Battlefront is a computer wargame developed and published by Strategic Studies Group for the Apple II and Commodore 64 in 1986. The game is a turn-based strategy set in World War II.

== Gameplay ==
Battlefront is a corps-level simulation wargame. Upon starting the game, player chooses from one of four scenarios that depict battles of World War II. The scenarios are based on Battle of Crete, Operation Winter Storm, Battle of Saipan, and Siege of Bastogne.

== Development ==
The game was designed and programmed in 14 weeks. Roger Keating created a dedicated disc operating system for the game that allowed rapid access to the data stored on the disc with subsequent reloading of the game screen. Additionally, Keating wrote a novel pathfinding routine that helped to minimize memory usage.

== Reception ==
Jay Selover reviewed the game for Computer Gaming World, and stated that "Battlefront is a very good game which does an excellent job of putting the player into an authentic combat role: that of a Corps commander."
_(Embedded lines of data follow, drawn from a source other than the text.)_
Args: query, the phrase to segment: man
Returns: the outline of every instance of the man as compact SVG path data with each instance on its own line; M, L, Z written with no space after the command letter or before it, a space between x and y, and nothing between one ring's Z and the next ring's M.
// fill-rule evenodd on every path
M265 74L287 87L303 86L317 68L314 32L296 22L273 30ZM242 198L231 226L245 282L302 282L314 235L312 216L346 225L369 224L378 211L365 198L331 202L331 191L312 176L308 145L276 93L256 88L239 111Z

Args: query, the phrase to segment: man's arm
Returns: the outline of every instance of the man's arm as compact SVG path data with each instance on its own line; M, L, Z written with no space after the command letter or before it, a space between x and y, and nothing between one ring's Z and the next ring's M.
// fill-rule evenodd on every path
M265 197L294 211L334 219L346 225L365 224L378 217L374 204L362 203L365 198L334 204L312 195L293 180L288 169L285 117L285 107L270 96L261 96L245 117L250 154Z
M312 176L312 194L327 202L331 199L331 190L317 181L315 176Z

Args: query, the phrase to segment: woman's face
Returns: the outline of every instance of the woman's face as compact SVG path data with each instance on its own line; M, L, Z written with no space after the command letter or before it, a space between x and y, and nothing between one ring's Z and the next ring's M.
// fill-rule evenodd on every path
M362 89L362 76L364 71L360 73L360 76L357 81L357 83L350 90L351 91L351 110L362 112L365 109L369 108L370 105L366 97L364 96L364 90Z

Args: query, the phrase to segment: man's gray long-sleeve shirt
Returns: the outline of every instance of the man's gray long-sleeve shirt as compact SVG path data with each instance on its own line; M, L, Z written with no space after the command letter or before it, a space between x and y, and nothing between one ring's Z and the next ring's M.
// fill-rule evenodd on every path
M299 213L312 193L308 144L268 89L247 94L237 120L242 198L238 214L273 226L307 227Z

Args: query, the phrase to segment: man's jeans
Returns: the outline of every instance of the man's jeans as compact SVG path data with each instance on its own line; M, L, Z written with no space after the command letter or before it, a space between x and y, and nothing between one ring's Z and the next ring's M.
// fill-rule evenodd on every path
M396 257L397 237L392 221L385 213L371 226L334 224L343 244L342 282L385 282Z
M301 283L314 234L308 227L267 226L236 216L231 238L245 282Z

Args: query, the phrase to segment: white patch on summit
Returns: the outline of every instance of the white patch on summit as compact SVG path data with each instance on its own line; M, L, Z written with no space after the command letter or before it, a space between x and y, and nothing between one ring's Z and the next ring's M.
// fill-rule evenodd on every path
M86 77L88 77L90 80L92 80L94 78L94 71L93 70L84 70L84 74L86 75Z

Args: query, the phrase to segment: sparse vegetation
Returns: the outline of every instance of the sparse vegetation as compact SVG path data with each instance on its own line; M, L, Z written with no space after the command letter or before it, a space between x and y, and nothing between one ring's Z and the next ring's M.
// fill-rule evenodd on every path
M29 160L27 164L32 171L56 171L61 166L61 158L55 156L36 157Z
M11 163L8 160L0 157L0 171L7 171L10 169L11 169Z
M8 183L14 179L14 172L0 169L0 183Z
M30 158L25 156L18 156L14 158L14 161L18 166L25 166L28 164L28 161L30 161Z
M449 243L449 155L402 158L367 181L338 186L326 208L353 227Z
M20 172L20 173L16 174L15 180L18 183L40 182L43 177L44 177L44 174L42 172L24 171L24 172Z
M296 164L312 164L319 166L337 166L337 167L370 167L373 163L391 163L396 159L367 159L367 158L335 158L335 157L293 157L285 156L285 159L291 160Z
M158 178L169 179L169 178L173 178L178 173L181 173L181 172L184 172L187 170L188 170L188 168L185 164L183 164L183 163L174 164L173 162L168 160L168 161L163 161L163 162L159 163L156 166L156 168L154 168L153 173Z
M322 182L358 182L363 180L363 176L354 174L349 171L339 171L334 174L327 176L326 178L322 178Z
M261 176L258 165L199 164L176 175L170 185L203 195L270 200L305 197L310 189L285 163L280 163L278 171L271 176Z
A reviewer of Computer and Video Games praised the game's historical accuracy and the possibility to create custom scenarios, but criticised the graphics. He stated that Battlefront "is a very good attempt, but it is not the perfect game that it might have been".

The game was nominated by Computer Gaming World for Strategy Game of the Year in 1987, but lost to Gettysburg: The Turning Point by Chuck Kroegel. Bruce Geryk in his article "Innovation Wars", published in 2006 in Computer Gaming World described Battlefront as legendary and said that "its landmark gameplay revolutionized the genre".